See also, Anthony v. West Coast Drug Company, 331 F. Supp. 1279 (W.D.Wash.1971). The rationale developed in Hill v. Moss-American, supra, is stated by the textwriter in Wright, Miller & Cooper, Federal Practice and Procedure: Jurisdiction § 3729 as follows:

"The courts allowing removal have argued that the language in the FLSA permitting actions to be `maintained' in state or federal court (1) imply only that actions may be commenced in either court, and does not grant a right to prosecute the case to conclusion in the chosen forum, and (2) does not constitute an express provision prohibiting removal, as is required by the general removal statute, Section 1441(a)."

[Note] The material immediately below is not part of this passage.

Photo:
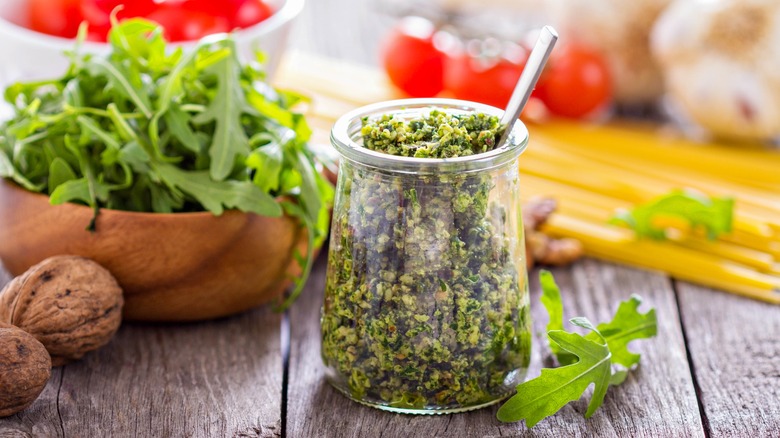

This Court after considering further development of the law in the almost twelve years since it last considered the issue whether a FLSA case filed in a state Court can be removed to a Federal Court determines that during such period the statutes in question[3] have not been amended and the question remains unresolved by the Supreme Court of the United States or by the Court of Appeals of the Tenth Circuit.[4] It is thus determined that the Court should adopt its holding in Goettel v. Glenn Berry Mfrs., Inc., supra, wherein it stated:

"Thus, though provision has been made in the Act for dual and concurrent jurisdiction between State and Federal Courts of actions brought under the Act, such provision does not render the action non-removable. The action falls within that category of cases stated by Congress to be removable at the option of the defendant and no express provision exists prohibiting or inhibiting such removal."

For the foregoing reasons the Motions to Remand filed by Plaintiffs in each of the three cases herein are denied.


[1] The Complaint filed in State Court properly states Federal Court jurisdiction pursuant to 28 U.S.C. § 1337 for a FLSA case.

[2] Said statute provides:

"Except as otherwise expressly provided by Act of Congress, any civil action brought in a State court of which the district courts of the United States have original jurisdiction, may be removed by the defendant or defendants, to the district court of the United States for the district and division embracing the place where such action is pending." (Emphasis supplied)

[3] 28 U.S.C. § 1441(a) and 29 U.S.C. § 216(b).

[4] The Court is unable to find that any Circuit Court has ruled on the question in point since the 1948 amendment to 28 U.S.C. § 1441(a).